# Aberdeen md slot car show - sept 30, 2012



## njdcball (Mar 16, 2011)

13th ABERDEEN SLOT CAR SHOW & SWAP MEET – September 30, 2012

All Slot Car Hobbyists, Racers & Collectors 

Just to give you an update, regarding our Sunday, September 30th - 13th Aberdeen Slot Car Show & Swap Meet, with just a little over three (3) weeks to go, there are ONLY NINE (9) TABLES LEFT out of the EIGHTY (80) that were originally available. So, we are well on our way to our eighth sell-out in a row. My suggestion is that if you're interested in tables, please let me know as soon as possible. 

It is again at the Clarion Hotel in Aberdeen, MD, about 18 miles south of the Delaware/Maryland border (about 35 miles south of the Delaware Memorial Bridge-the Jersey Border) and about 20 miles north of the city of Baltimore, literally right off of interstate 95 at the Aberdeen Exit #85. The Clarion hotel's address is 980 Hospitality Way, Aberdeen, MD 21001 and their direct local phone # is 410-273-6300.

Admission is $5/person; kids under 12 free and early "floor rights" at $20/person starting around 8am. 

Just like our previous shows, this show will have thousands of vintage and new slot cars and accessories in all scales - HO, 1/48/, 1/43, 1/32 & 1/24 setup in two adjoining banquet rooms. 

We'll have slot car hobbyists setting up table displays from all over the country including Michigan, Ohio, Illinois, Pittsburgh/Western PA, Philly/Southern Jersey, NY/north NJ/Conn metro area, Buffalo/upstate NY, VA Beach/Richmond. Plus, lots of local hobbyists from the Baltimore area, Washington DC area and the Delaware area set up at our show as well. Plus, our last September 2011 show even had slot car hobbyists attending from as far as Australia and Mexico!

Just a few of the more familiar names setting up tables this year are:
Bob Beers (Mr Aurora); Tom Stumpf (TomsHOCars); Rob Budano (BudsHOCars); 
Jeff Clemence (MotorCityToyz); Harry Nonnemacher (Harry20); Joe Corea (NJ Nostalgia Hobby)
Rich Shanfeld (Great Traditions Hobbies - 1/32 & 1/24 large scale slots)
Craig Holler (1/32 & 1/24 vintage & new large scale slots); Rick Swavely (Resin Dude Bodies); 
Bob Lusch (Bad L Hobbies); Dave Simms (DCM Raceway); Mario Pisano; Guy Graziano
Doug Keys; Bill Houck; Joe Davidson; Bob Royal; Steve Sanders; Joe Hopkins…and me of course. 
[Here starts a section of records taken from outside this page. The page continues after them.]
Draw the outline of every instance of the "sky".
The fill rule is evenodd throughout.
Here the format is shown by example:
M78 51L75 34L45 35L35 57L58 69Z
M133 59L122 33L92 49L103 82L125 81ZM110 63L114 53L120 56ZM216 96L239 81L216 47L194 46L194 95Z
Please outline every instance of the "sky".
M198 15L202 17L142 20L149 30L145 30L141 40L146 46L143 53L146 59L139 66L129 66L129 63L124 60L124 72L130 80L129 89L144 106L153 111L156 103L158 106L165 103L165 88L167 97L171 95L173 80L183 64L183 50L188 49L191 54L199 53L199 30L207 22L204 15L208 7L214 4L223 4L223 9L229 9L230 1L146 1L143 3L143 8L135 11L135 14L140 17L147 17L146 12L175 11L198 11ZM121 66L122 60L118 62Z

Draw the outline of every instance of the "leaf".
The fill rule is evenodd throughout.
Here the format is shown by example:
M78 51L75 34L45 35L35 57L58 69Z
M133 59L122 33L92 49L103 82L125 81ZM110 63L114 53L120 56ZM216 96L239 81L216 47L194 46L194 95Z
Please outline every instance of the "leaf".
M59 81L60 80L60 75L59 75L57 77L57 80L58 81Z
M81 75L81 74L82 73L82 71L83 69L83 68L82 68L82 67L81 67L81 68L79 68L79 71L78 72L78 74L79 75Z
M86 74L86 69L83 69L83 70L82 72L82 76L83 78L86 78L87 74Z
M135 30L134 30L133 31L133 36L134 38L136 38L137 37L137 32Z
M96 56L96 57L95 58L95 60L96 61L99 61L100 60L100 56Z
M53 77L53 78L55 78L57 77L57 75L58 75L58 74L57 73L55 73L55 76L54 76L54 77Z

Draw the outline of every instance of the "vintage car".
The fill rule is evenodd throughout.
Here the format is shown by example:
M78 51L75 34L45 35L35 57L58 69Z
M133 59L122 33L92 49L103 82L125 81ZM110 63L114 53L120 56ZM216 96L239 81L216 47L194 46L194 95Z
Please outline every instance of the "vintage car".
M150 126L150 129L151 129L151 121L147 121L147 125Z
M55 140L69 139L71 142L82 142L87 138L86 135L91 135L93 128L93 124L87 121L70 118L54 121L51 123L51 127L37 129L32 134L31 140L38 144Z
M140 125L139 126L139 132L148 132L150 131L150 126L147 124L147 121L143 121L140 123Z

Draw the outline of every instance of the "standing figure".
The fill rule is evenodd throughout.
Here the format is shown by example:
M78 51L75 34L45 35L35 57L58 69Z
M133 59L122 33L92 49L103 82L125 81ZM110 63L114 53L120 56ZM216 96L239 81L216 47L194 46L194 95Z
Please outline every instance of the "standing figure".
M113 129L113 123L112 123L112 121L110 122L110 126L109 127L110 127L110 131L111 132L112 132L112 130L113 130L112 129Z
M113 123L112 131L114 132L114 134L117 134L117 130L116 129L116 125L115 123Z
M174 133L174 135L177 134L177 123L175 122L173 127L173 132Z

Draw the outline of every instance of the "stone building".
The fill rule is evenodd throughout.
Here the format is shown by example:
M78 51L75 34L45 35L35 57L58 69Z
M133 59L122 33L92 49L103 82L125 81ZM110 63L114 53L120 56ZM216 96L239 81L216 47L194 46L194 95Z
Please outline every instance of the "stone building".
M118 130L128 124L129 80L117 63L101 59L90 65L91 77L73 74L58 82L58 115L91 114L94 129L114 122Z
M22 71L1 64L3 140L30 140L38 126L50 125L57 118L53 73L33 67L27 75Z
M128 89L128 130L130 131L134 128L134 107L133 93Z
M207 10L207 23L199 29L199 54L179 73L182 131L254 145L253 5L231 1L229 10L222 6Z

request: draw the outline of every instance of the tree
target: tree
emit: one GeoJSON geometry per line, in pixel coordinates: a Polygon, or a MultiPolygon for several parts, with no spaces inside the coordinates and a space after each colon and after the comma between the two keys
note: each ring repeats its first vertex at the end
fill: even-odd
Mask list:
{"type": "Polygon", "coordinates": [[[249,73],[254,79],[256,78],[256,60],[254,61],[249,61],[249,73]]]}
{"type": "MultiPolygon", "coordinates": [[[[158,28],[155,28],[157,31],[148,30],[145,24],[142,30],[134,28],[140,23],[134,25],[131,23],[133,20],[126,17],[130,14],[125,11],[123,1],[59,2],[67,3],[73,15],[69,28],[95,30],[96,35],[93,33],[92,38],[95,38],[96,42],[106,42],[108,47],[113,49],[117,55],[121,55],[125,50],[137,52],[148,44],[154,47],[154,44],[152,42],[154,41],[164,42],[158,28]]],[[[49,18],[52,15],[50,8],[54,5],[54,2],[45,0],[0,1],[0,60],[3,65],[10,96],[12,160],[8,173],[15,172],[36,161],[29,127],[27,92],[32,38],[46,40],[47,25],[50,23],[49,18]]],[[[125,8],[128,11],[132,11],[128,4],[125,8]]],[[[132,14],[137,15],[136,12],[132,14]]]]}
PLUS: There are a few new local vendors (and one from North Carolina) taking tables this time around to sell off some of their personal collections of large scale (1/32 & 1/24) and HO slot cars! One guy from VA is even looking to sell his Max Trax racing layout.

Tables (6 footers) are $25 each and if you take 2 or more, helpers are free. If you want to bring in a helper but are only taking one table, then it's an additional $10. However, there won't be an extra charge if that helper is a member of your immediate family (wives, significant others or kids)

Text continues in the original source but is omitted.